When you're young, you're born with "sharpness". You're curious with everything. Just sit there and look at how a child acts: does he/she feels yucky standing in muddy water? No. He/she might not know that it's muddy and dirty; their parents impose their thoughts on the child that it's dirty and yucky. Not a big deal: muddy water might made the (young) child fell sick, and preventing him/her from entering before he/she have sufficiently strong antibodies is a reasonable act. But as parents impose more and more of their "blunted" thoughts on the child, it's like hitting the "sharpness" with a hammer and blunt their child's curiosity, etc. The result, a timid child that's scared of everything, and one literally means, EVERYTHING! The first reaction to a new event/object? Rejection rather than curious of "what if I accept?"

Psychologically, even without external intervention, the older we get, the blunter we get. Blunter in the good sense, is being more mature. Blunter in the bad sense? Scared of everything, loses curiosity. For example, in the good sense: when you're young and dating, or a young couple, married or not, they're crazy, they're hot, they're lively. As they get older, their metabolism slows, and a more mature, long-living but slow, love, falls in. No more being crazy: their gradually degrading bodies (you don't think humans live forever, eh) can't maintain that rate of metabolism anymore if they were to live longer. It's also true, that extreme excitement cannot last long. Even if it lasts, you probably get bored after a while; and to get excited again, you need something that's more extreme than extreme excitement, which probably isn't achievable. Hence, something slow but long lasting works better.

Note: one (of many) reason(s) reptile live longer is reduced mating rate. (linked research paper, check it out!)

And blunter in the bad sense? Regret! For one with sufficient sharpness and you apply your bluntness on him/her, you deprive him/her from being sharp for the rest of their lives. After a person loses his/her curiosity, you cannot except him/her to really go out again; it takes more effort to sharpen a blade than to blunt it. Furthermore, a degraded body cannot supports the sharpness compared to a still growing/optimal body. You expect to go parachuting after you're 90 years old? Or even after you retired? Check with the doctor whether you still can do so... Not all activities are suitable for old ages; and without trying it while you're young...

Ok, enough about families. Let's talk about friends. If a friend ever stop you without good will, it's probably due to their jealousy. For you're "sharp" enough to pursue something that their "sharpness" don't allow them; or you have the opportunity to pursue something, and they don't feel fair, as they also would like to do so, but get limited by whoever or whatever reason(s). If you read that emotion communicated invisibly, go ahead and do it. Don't let your friends stop you from doing something unless they're really for your good (like stopping you to kill yourself is for your good, but stopping you to participate in a competition, where the worse case is you came out last in the competition, is not (for your good)).
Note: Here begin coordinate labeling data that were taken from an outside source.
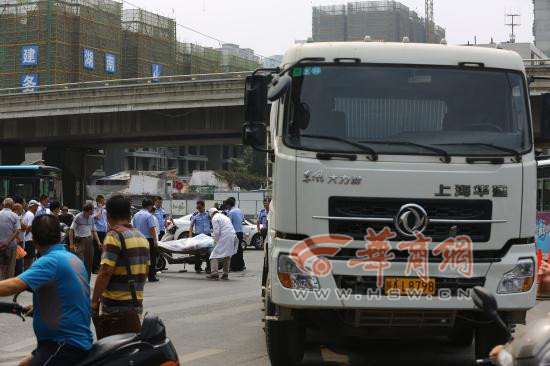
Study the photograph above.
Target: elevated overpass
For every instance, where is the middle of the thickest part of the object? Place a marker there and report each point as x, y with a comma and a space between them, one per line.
193, 107
72, 122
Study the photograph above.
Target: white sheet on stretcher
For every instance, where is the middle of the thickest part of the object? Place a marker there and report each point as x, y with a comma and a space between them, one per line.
200, 241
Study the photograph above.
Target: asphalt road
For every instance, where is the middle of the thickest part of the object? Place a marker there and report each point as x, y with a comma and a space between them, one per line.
215, 323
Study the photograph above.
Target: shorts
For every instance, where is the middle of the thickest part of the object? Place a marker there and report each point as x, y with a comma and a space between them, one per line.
49, 353
30, 249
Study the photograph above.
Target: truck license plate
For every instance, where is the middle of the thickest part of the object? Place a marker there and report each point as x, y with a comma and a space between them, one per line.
409, 286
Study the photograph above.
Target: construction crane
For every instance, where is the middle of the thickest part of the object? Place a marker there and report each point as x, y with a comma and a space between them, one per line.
430, 24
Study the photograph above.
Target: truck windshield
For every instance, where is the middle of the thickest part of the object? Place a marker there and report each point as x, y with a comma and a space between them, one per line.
408, 110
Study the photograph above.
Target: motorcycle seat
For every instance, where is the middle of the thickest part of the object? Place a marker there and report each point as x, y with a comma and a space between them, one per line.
106, 346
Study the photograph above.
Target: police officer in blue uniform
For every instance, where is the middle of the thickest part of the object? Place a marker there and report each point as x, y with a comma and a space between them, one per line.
261, 223
200, 224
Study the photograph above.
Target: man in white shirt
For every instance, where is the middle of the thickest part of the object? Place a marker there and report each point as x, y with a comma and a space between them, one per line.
26, 225
225, 243
82, 236
10, 224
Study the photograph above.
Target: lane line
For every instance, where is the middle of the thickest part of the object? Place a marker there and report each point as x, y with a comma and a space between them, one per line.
185, 305
198, 355
194, 319
19, 345
10, 359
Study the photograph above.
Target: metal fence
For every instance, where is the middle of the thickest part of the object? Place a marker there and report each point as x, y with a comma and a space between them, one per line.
121, 83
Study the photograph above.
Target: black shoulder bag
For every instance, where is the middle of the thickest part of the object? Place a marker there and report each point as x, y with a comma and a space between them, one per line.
124, 320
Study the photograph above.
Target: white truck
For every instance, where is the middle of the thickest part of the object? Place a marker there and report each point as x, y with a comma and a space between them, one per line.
404, 175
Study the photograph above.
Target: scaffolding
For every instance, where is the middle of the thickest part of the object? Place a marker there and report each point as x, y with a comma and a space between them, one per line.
329, 23
381, 20
195, 59
388, 21
58, 31
147, 39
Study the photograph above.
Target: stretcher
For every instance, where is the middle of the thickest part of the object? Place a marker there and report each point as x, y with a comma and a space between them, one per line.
184, 251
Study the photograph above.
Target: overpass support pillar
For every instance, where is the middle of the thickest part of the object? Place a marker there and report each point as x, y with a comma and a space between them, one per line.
12, 154
77, 166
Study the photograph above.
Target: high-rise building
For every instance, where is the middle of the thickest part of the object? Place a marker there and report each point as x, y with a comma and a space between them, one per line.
388, 21
541, 27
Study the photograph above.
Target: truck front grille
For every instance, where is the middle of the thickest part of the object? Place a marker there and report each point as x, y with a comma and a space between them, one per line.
363, 285
379, 318
388, 207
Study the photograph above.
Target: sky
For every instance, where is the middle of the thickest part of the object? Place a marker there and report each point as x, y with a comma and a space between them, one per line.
269, 26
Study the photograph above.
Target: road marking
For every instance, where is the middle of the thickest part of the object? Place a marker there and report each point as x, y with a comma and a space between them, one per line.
19, 345
198, 355
10, 359
255, 324
219, 314
185, 305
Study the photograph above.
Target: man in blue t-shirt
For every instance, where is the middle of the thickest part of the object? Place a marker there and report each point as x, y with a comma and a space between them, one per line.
61, 299
236, 216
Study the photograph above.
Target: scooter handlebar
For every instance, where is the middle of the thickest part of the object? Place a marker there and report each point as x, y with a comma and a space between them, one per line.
12, 308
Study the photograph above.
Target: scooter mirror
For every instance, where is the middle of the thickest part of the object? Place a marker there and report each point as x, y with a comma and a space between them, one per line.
484, 301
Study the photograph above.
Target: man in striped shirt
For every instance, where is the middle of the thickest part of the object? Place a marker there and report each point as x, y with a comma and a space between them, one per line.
111, 289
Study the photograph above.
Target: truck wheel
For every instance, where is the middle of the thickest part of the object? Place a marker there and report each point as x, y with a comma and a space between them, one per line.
285, 340
487, 337
462, 335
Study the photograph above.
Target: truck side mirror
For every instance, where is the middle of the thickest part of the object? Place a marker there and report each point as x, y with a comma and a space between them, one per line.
255, 97
254, 134
545, 116
279, 86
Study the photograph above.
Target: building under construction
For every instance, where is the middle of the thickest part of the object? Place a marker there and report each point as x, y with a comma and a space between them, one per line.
45, 42
148, 44
388, 21
195, 59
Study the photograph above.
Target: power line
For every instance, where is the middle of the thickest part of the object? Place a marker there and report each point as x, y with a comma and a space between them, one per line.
204, 34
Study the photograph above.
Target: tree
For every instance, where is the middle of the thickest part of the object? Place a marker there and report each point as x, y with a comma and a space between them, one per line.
247, 172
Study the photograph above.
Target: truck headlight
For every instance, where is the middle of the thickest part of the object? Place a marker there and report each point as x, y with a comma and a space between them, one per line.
292, 277
505, 358
519, 279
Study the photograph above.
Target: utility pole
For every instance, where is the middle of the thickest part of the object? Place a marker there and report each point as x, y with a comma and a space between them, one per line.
430, 24
513, 21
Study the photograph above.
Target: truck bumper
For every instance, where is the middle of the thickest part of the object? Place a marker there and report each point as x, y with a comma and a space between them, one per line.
330, 295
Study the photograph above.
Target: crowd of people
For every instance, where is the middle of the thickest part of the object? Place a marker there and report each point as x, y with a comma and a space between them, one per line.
63, 305
106, 240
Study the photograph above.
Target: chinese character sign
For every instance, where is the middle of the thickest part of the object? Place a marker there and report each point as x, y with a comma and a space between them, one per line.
88, 59
156, 71
110, 63
29, 83
29, 55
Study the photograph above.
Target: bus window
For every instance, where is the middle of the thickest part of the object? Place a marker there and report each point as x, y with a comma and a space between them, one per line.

(rephrased). In general, one vice should not be cured by another. But envy is such a malignant state of mind that the dominance of almost any other quality is to be preferred. He replaces envy with pride, as envy admit one's inferiority, and pride, superiority.

-- The Road to Character, Chapter "self-examination", pg 226, on Samuel Johnson.

Conclusion

While still young, do the things that you can't do while you're old. While you're older and more mature, you lose your sharpness, and things starts to slow down, hence doing something more mellow and slow it is. Pursue while you can; don't let anyone restricts you from doing anything (unless it really hurts yourself, mentally and/or physically, and there's "no way"/very difficult to recover). Other times, you need to fail to success; so go ahead!